Find your Feelgood Health

At AXA Health, we know that everyone’s journey to Feelgood Health is different. Discover more ways to boost your body and mind in a way that suits you on our hub.

Find your feelgood health

As a nation we’re not getting enough sleep. According to The Sleep Council, more than 19% of us go to bed after midnight,1 meaning we’re unlikely to be getting the recommended 6-9 hours a night, especially if we’re getting up early for work. For some of us though, it’s a sleep disorder that’s keeping us awake. Insomnia, for example, affects around 37% of the UK adult population and the more alarming condition obstructive sleep apnoea (OSA) affects an estimated 1.5 million or nearly 8% of adults in the UK, according to a report from the British Lung Foundation.2

But what is a sleep disorder and what are the different types that can affect some people? We’re exploring some of the most common sleep disorders and the treatments recommended for each.

What is a sleep disorder?

Sleep coach Carolyn Burke from The Sleep Advisor, reports that 16 million adults are suffering from sleep problems.3 At some point in our lives we may all experience a lack of sleep and can put it down to stress, travel, a new baby or other disruption in our normal routine. But when it’s a regular occurrence and it interferes with your daily life, you may be suffering with a sleep disorder.

A sleep disorder is a condition that frequently impacts your ability to get enough quality sleep. While it’s normal to occasionally experience difficulties sleeping, it’s not normal to regularly have problems getting to sleep at night, to wake up feeling exhausted, or to feel sleepy during the day.
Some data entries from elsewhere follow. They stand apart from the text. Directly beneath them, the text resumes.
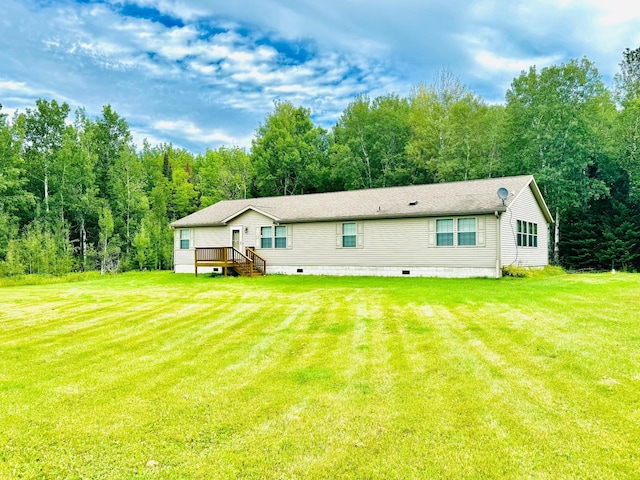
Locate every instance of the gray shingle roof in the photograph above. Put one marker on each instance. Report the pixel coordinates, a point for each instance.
(455, 198)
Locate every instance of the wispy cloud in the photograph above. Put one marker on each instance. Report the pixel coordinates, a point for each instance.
(203, 74)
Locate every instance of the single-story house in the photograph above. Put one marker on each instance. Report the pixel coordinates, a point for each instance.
(458, 229)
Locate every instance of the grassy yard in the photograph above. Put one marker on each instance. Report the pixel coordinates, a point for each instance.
(159, 375)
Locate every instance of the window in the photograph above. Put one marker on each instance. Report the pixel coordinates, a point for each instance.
(466, 231)
(444, 232)
(527, 234)
(185, 237)
(349, 231)
(281, 236)
(266, 240)
(273, 237)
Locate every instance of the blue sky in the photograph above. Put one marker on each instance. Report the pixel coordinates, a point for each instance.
(204, 73)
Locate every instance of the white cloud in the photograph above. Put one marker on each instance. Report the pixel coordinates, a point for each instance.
(218, 67)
How sleep disorders affect your health

Short term effects of a lack of sleep can cause irritability, trouble focusing and decision making and feeling sluggish throughout the day. It can also affect your memory. And the long term, cumulative effects can be more serious. Says AXA Health Physiologist, Daniel Craig, “untreated sleep disorders can result in more than half of the leading causes of death, including cardiovascular disease, diabetes and hypertension.”

Common sleep disorders and how they can be treated

You may have already heard of these sleep disorders by name but not know what they actually are, or how they can be treated. We’re taking a look:


Affecting 1 in 3 people in the UK4, insomnia is difficulty in falling asleep, or staying asleep long enough to feel refreshed the next day.
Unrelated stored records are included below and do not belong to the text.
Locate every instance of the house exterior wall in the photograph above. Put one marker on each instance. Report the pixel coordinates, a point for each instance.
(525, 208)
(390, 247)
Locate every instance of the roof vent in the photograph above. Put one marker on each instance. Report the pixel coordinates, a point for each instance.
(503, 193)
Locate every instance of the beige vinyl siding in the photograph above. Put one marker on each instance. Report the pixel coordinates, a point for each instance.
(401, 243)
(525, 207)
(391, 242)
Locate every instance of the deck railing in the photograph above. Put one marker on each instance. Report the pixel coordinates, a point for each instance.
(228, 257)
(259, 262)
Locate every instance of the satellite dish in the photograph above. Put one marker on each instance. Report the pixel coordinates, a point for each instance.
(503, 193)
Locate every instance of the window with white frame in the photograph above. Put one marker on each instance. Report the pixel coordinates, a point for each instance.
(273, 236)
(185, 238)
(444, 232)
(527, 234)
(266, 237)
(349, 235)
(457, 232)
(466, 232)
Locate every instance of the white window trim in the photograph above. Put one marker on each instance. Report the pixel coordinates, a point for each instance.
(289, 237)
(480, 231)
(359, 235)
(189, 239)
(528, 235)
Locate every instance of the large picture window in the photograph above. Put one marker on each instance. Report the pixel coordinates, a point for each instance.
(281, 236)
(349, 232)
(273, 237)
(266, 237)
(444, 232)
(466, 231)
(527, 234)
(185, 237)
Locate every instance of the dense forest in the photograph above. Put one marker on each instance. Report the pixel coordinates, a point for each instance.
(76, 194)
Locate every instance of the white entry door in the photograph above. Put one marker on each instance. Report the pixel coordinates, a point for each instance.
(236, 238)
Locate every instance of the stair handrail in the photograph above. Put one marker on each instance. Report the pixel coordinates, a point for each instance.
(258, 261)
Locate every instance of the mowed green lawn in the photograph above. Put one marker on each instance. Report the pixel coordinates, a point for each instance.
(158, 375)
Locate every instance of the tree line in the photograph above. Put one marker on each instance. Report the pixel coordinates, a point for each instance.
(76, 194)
If you have insomnia, you may:

  • find it difficult to fall asleep
  • lie awake for long periods at night
  • wake up several times during the night
  • wake up early in the morning and not be able to get back to sleep
  • find it hard to nap during the day, despite feeling tired.

It’s not always clear to find the cause but it’s said that stress and anxiety, a poor sleeping environment, depression and caffeine or alcohol can make it worse.

Treatment for insomia

With the aim of getting a good night’s sleep there are a number of options for sufferers to try:

  • Set regular times for going to bed and waking up
  • Taking a warm bath or listening to calming music before bed to relax
  • Making sure any light or noise is blocked out in the bedroom
  • Avoiding caffeine, nicotine, alcohol, heavy meals and exercise for a few hours before going to bed
  • Not napping during the day.

As well as trying these steps, it’s advised to speak to your GP. The first step they might recommend is a special type of cognitive behavioural therapy (CBT) designed for people with insomnia. It involves a talking therapy that aims to help you avoid the thoughts and behaviours affecting your sleep.

Prescription sleeping tablets are normally only considered as a last resort, as they can have some side effects and become less effective over time.

Obstructive sleep apnoea (OSA)

This is where a person’s breathing starts and stops throughout the night, caused by their throat tissue and muscles relaxing and collapsing. It’s this collapsing that results in a blockage of their airway, and when it’s blocked for 10 seconds of more it’s called an apnoea.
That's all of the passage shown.